Italia 1951
con Francesco Golisano, Emma Gramatica, Paolo Stoppa, Guglielmo Barnabò, Brunella Bovo, Arturo Bragaglia, Anna Carena, Alba Arnova, Flora Cambi, Erminio Spalla, Virgilio Riento, Riccardo Bertazzolo, Angelo Prioli
regia di Vittorio De Sica
La buona vecchina Lolotta trova un bambino sotto un cavolo e lo alleva come fosse suo figlio, quando muore Totò finisce in orfanatrofio, ne esce adulto ma senza aver perso la sua bontà per cui saluta calorosamente tutti quelli che incontra, applaude all'elegante pubblico della Scala e lascia la sua valigetta al ladro che gliela aveva rubato. In cambio Alfredo ospita il ragazzo nella sua tenda in una baraccopoli. La buona volontà di Totò incita gli altri poveri a creare un vero e proprio villaggio. Il commendator Mobbi che dovrebbe comprare il terreno rifiuta il terreno facendo appello alla fratellanza universale ma quando si scopre un filone di petrolio non esita a comprare il terreno e a rivolgersi alle forse dell'ordine per lo sgombero. Dal cielo interviene Lolotta che porta a Totò una colomba che esaudisce tutti i desideri, dopo diverse peripezie Totò ei suoi amici inforcano le scope dei netturbini e lasciano Milano verso un luogo “dove buongiorno voglia davvero dire buongiorno”.

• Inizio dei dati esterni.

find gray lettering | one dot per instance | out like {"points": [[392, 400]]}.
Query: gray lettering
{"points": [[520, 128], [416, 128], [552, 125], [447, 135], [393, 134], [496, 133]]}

Dopo Sciuscià e Ladri di Biciclette, De Sica accantona il neorealismo che riprenderà l'anno successivo con Umberto D. per realizzare un film dai toni favolistici, tratto dal romanzo Totò il Buono di Cesare Zavattini, sceneggiatore e sodale del regista. Le intenzioni fiabesche sono evidenti dall'esordio: Totò viene trovato sotto un cavolo, come nella più classica delle fiabe. La sua naturale bontà non viene svilita dalle traversie della vita e il furto dei pochi averi da parte di Alfredo si trasforma nell'occasione per trovare la propria vita e anche l'amore, Edvige, la domestica di una famiglia snob decaduta che ora vive nella baraccopoli. Il film attirò critiche da destra e da sinistra: evidentemente da più fastidio un povero che accetta dignitosamente la sua condizione che una massa furiosa da gestire a piacere. Credo però che le accuse di “cattocomunismo buonista” rivelino una lettura superficiale, non vedo l'esaltazione del povero che non fa nulla: Lolotta muore insegnando le tabelline a Totò e per fare in modo che i bambini del villaggio non restino ignoranti Totò cambia la toponomastica con le tabelline (Via Granda diventa Via 5X5 =25) e tra i vari desideri espressi c'è anche quello del balbuziente che desidera una dizione perfetta per poter essere assunto dalla ditta di cioccolato che stipendia le persone che chiedono l'elemosina perché ringrazino ricordando la bontà del loro cioccolato. Ovviamente colpiscono di più i personaggi negativi nella varia umanità dipinta da De Sica e Zavattini come il malmostoso Rappi che fa la spia sul giacimento del petrolio per avere un cappello nuovo come quello di Mobbi ma a me commuove sempre la coppia mista che non riesce a realizzare il suo sogno d'amore: lei chiede di diventare nera e lui bianco ritrovandosi così al punto di partenza. De Sica e Zavattini inseguono con questo film un lirismo surreale che si richiama al cinema muto e anticipa certi aspetti del mondo felliniano, è anche uno dei primi film ad affidare gli effetti speciali agli americani facendo lievitare i costi di produzione che non furono ripagati dal successo al botteghino ma è ormai noto che il volo finale sulle scope fu d'ispirazione per il volo delle biciclette di E.T.